Awnings have gone in and out of fashion over the years. The sun-shielding technology all but disappeared during much of the late 20th-century, with many removing old weather-damaged awnings from their homes and feeling no desire to replace them. However, the eco-friendly effects of awnings now have them poised to make a comeback. Let’s take a brief look at how this ancient technology has managed to reinvent itself yet again.
Awnings date back to the ancient Egyptian and ancient Syrian civilisations, where they were woven from organic materials and used to shield market stalls from the elements. Perhaps the most famous awning from history was the ‘velarium’ that stretched over the crowds at Rome’s Colosseum. The large canvas structure shaded audiences from the sun, protected them from the rain and created a pleasant updraft on hot summer days.
Spring forward to the mid 1800s and awnings were a common feature on business and homes. In the late 19th-century, people began swapping these for lower-maintenance aluminium ones. Today however, metal awnings have gone somewhat out of fashion, in favour of the more visually-appealing canvas versions.
Making a Comeback
As the world works together to stall and reverse the effects of Global Climate Change, the demand for green construction building design has risen significantly. While air conditioning systems may have once been a preferred replacement for awnings, the market is moving away from these energy-guzzling technologies.

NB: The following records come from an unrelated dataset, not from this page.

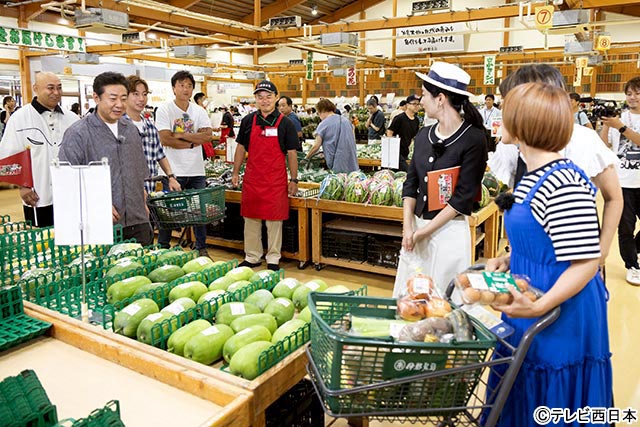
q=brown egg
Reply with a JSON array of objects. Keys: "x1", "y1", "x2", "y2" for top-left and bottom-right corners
[
  {"x1": 463, "y1": 287, "x2": 481, "y2": 303},
  {"x1": 523, "y1": 291, "x2": 537, "y2": 302},
  {"x1": 494, "y1": 292, "x2": 512, "y2": 305},
  {"x1": 479, "y1": 291, "x2": 496, "y2": 304},
  {"x1": 456, "y1": 273, "x2": 471, "y2": 289},
  {"x1": 514, "y1": 278, "x2": 529, "y2": 292}
]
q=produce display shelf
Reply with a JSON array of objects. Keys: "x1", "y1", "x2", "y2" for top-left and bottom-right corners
[
  {"x1": 310, "y1": 199, "x2": 500, "y2": 272},
  {"x1": 22, "y1": 303, "x2": 252, "y2": 427},
  {"x1": 357, "y1": 158, "x2": 381, "y2": 168}
]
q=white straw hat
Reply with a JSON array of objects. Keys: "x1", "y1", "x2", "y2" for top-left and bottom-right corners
[{"x1": 416, "y1": 61, "x2": 473, "y2": 98}]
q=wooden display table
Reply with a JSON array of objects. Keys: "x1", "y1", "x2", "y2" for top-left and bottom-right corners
[
  {"x1": 468, "y1": 201, "x2": 499, "y2": 261},
  {"x1": 310, "y1": 199, "x2": 500, "y2": 275},
  {"x1": 24, "y1": 303, "x2": 310, "y2": 427},
  {"x1": 22, "y1": 303, "x2": 251, "y2": 427},
  {"x1": 357, "y1": 158, "x2": 381, "y2": 168},
  {"x1": 205, "y1": 188, "x2": 313, "y2": 268}
]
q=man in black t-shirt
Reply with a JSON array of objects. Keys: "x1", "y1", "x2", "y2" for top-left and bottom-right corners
[{"x1": 387, "y1": 94, "x2": 421, "y2": 171}]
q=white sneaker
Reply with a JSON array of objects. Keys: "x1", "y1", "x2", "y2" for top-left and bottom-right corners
[{"x1": 626, "y1": 268, "x2": 640, "y2": 286}]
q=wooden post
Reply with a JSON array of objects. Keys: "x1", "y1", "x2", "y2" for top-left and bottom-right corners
[
  {"x1": 18, "y1": 6, "x2": 32, "y2": 102},
  {"x1": 391, "y1": 0, "x2": 397, "y2": 60},
  {"x1": 253, "y1": 0, "x2": 260, "y2": 65},
  {"x1": 359, "y1": 10, "x2": 366, "y2": 106}
]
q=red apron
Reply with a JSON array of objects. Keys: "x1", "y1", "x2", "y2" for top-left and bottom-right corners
[
  {"x1": 219, "y1": 127, "x2": 231, "y2": 146},
  {"x1": 241, "y1": 113, "x2": 289, "y2": 221}
]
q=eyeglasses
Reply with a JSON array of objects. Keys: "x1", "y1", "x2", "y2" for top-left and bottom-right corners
[{"x1": 408, "y1": 102, "x2": 420, "y2": 106}]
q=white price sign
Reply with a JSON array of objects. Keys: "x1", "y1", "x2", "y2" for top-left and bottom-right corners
[{"x1": 396, "y1": 23, "x2": 465, "y2": 55}]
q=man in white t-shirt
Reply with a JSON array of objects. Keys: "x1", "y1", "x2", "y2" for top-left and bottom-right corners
[
  {"x1": 601, "y1": 77, "x2": 640, "y2": 285},
  {"x1": 155, "y1": 70, "x2": 212, "y2": 257}
]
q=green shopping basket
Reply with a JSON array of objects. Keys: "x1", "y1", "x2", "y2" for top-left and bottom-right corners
[
  {"x1": 306, "y1": 293, "x2": 496, "y2": 420},
  {"x1": 147, "y1": 186, "x2": 225, "y2": 229}
]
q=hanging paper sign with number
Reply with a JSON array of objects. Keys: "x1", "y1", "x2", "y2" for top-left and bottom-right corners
[
  {"x1": 347, "y1": 67, "x2": 356, "y2": 86},
  {"x1": 595, "y1": 35, "x2": 612, "y2": 52},
  {"x1": 0, "y1": 26, "x2": 85, "y2": 52},
  {"x1": 534, "y1": 6, "x2": 554, "y2": 31},
  {"x1": 484, "y1": 55, "x2": 496, "y2": 85}
]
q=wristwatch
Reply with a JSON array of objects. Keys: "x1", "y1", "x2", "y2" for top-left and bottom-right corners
[
  {"x1": 168, "y1": 174, "x2": 177, "y2": 179},
  {"x1": 290, "y1": 178, "x2": 299, "y2": 184},
  {"x1": 619, "y1": 126, "x2": 628, "y2": 134}
]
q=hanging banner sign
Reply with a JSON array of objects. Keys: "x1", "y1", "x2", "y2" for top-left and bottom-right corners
[
  {"x1": 573, "y1": 68, "x2": 582, "y2": 87},
  {"x1": 575, "y1": 57, "x2": 588, "y2": 69},
  {"x1": 0, "y1": 26, "x2": 85, "y2": 52},
  {"x1": 306, "y1": 51, "x2": 314, "y2": 81},
  {"x1": 396, "y1": 22, "x2": 465, "y2": 55},
  {"x1": 346, "y1": 67, "x2": 357, "y2": 86},
  {"x1": 484, "y1": 55, "x2": 496, "y2": 85}
]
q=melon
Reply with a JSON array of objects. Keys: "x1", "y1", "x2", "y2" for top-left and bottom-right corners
[
  {"x1": 369, "y1": 181, "x2": 394, "y2": 206},
  {"x1": 478, "y1": 184, "x2": 491, "y2": 208},
  {"x1": 319, "y1": 174, "x2": 344, "y2": 200},
  {"x1": 482, "y1": 171, "x2": 500, "y2": 197},
  {"x1": 344, "y1": 180, "x2": 368, "y2": 204}
]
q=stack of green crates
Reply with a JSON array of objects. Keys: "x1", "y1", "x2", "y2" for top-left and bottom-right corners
[
  {"x1": 54, "y1": 401, "x2": 124, "y2": 427},
  {"x1": 0, "y1": 286, "x2": 51, "y2": 352},
  {"x1": 0, "y1": 369, "x2": 58, "y2": 427}
]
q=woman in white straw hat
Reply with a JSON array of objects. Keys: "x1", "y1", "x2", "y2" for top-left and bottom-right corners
[{"x1": 394, "y1": 61, "x2": 487, "y2": 298}]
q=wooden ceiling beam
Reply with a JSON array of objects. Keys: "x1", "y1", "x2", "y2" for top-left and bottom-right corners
[
  {"x1": 167, "y1": 0, "x2": 202, "y2": 10},
  {"x1": 119, "y1": 53, "x2": 260, "y2": 71},
  {"x1": 260, "y1": 0, "x2": 640, "y2": 41},
  {"x1": 565, "y1": 0, "x2": 640, "y2": 7},
  {"x1": 264, "y1": 2, "x2": 548, "y2": 40},
  {"x1": 241, "y1": 0, "x2": 307, "y2": 25},
  {"x1": 21, "y1": 2, "x2": 47, "y2": 21},
  {"x1": 77, "y1": 0, "x2": 255, "y2": 39},
  {"x1": 86, "y1": 36, "x2": 225, "y2": 54},
  {"x1": 599, "y1": 6, "x2": 640, "y2": 17},
  {"x1": 309, "y1": 0, "x2": 386, "y2": 25}
]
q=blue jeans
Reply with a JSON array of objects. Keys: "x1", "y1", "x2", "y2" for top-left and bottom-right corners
[{"x1": 158, "y1": 175, "x2": 207, "y2": 250}]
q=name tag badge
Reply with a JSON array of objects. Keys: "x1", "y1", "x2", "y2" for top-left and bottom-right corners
[{"x1": 265, "y1": 127, "x2": 278, "y2": 137}]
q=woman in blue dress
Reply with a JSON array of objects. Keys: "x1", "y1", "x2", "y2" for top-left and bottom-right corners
[{"x1": 486, "y1": 82, "x2": 612, "y2": 426}]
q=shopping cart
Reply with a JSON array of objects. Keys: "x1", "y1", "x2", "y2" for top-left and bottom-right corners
[
  {"x1": 305, "y1": 266, "x2": 561, "y2": 426},
  {"x1": 147, "y1": 183, "x2": 225, "y2": 249}
]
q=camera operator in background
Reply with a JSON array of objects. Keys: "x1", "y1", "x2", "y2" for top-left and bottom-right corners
[
  {"x1": 600, "y1": 77, "x2": 640, "y2": 285},
  {"x1": 569, "y1": 92, "x2": 593, "y2": 129}
]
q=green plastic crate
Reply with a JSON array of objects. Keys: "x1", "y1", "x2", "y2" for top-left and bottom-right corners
[
  {"x1": 18, "y1": 246, "x2": 154, "y2": 304},
  {"x1": 307, "y1": 293, "x2": 496, "y2": 418},
  {"x1": 0, "y1": 287, "x2": 52, "y2": 353},
  {"x1": 54, "y1": 400, "x2": 123, "y2": 427},
  {"x1": 1, "y1": 226, "x2": 124, "y2": 287},
  {"x1": 0, "y1": 370, "x2": 58, "y2": 427},
  {"x1": 29, "y1": 249, "x2": 197, "y2": 318}
]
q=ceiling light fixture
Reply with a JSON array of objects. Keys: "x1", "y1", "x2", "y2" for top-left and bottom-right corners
[{"x1": 311, "y1": 5, "x2": 318, "y2": 16}]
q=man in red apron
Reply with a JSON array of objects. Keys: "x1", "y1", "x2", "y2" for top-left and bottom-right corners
[{"x1": 231, "y1": 81, "x2": 300, "y2": 271}]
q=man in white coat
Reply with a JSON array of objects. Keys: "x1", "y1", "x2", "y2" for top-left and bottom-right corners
[{"x1": 0, "y1": 72, "x2": 78, "y2": 226}]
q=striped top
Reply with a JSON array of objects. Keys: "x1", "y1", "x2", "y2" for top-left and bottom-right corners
[{"x1": 513, "y1": 159, "x2": 601, "y2": 262}]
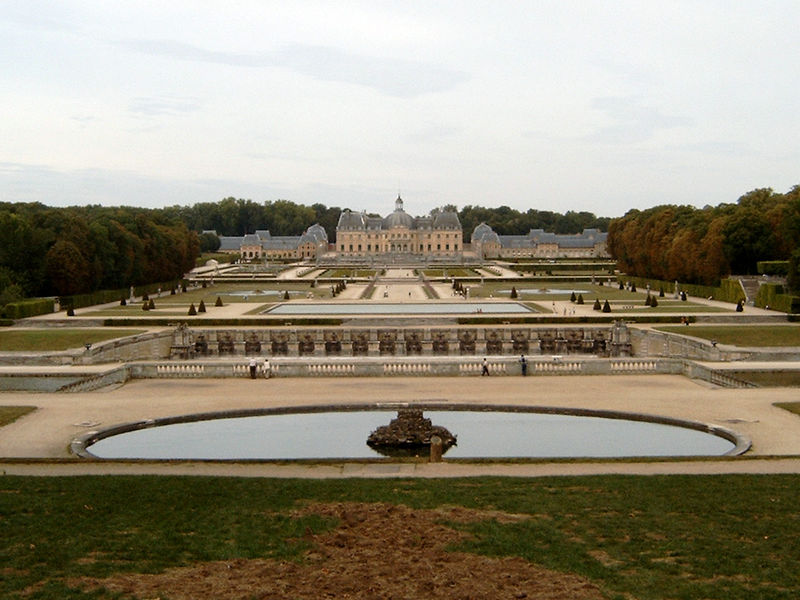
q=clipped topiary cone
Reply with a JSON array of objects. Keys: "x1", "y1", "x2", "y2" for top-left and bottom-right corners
[
  {"x1": 142, "y1": 301, "x2": 149, "y2": 311},
  {"x1": 602, "y1": 299, "x2": 611, "y2": 313},
  {"x1": 650, "y1": 295, "x2": 658, "y2": 307},
  {"x1": 593, "y1": 298, "x2": 601, "y2": 311},
  {"x1": 215, "y1": 296, "x2": 223, "y2": 307},
  {"x1": 198, "y1": 300, "x2": 206, "y2": 313},
  {"x1": 188, "y1": 303, "x2": 197, "y2": 315}
]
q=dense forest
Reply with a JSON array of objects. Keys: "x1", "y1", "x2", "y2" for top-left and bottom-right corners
[
  {"x1": 0, "y1": 203, "x2": 198, "y2": 301},
  {"x1": 607, "y1": 186, "x2": 800, "y2": 288},
  {"x1": 168, "y1": 197, "x2": 611, "y2": 243}
]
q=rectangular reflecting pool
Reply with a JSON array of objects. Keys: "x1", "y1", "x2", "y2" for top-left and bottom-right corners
[{"x1": 263, "y1": 302, "x2": 533, "y2": 315}]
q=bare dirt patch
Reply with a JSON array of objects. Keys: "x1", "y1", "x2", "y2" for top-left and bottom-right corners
[{"x1": 70, "y1": 502, "x2": 605, "y2": 599}]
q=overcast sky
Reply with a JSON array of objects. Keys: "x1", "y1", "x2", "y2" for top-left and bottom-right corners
[{"x1": 1, "y1": 1, "x2": 798, "y2": 218}]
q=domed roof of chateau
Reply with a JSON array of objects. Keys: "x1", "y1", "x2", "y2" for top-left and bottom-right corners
[
  {"x1": 382, "y1": 195, "x2": 414, "y2": 229},
  {"x1": 433, "y1": 211, "x2": 461, "y2": 230},
  {"x1": 472, "y1": 222, "x2": 494, "y2": 240},
  {"x1": 305, "y1": 223, "x2": 328, "y2": 242},
  {"x1": 337, "y1": 209, "x2": 366, "y2": 230}
]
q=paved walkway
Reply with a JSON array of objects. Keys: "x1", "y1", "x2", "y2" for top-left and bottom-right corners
[{"x1": 2, "y1": 375, "x2": 800, "y2": 477}]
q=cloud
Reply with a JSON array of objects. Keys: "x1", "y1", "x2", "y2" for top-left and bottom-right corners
[
  {"x1": 586, "y1": 96, "x2": 693, "y2": 144},
  {"x1": 119, "y1": 38, "x2": 468, "y2": 98},
  {"x1": 128, "y1": 95, "x2": 202, "y2": 117}
]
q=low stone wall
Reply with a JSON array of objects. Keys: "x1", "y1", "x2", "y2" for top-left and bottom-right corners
[
  {"x1": 130, "y1": 356, "x2": 681, "y2": 379},
  {"x1": 84, "y1": 331, "x2": 173, "y2": 364},
  {"x1": 0, "y1": 356, "x2": 771, "y2": 392},
  {"x1": 0, "y1": 365, "x2": 130, "y2": 392},
  {"x1": 631, "y1": 329, "x2": 800, "y2": 362}
]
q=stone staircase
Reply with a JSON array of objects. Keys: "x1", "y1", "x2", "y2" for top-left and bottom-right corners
[{"x1": 738, "y1": 276, "x2": 761, "y2": 304}]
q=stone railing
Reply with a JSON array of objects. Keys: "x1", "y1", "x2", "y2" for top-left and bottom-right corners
[
  {"x1": 0, "y1": 356, "x2": 767, "y2": 391},
  {"x1": 129, "y1": 356, "x2": 684, "y2": 380}
]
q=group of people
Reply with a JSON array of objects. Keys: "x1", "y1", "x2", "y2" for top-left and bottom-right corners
[
  {"x1": 248, "y1": 357, "x2": 271, "y2": 379},
  {"x1": 481, "y1": 355, "x2": 528, "y2": 376},
  {"x1": 250, "y1": 356, "x2": 529, "y2": 378}
]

When placed over windows, awnings shade buildings from the sunshine and keep them cool without the need for air conditioning. The growth of eco-consumerism and the continued rise of energy costs has sparked a renewed interest in this simple, sustainable way to keep cool. With more options available than ever before – from retractable awnings to water-resistant fabrics or fibreglass varieties – awnings are officially back in style.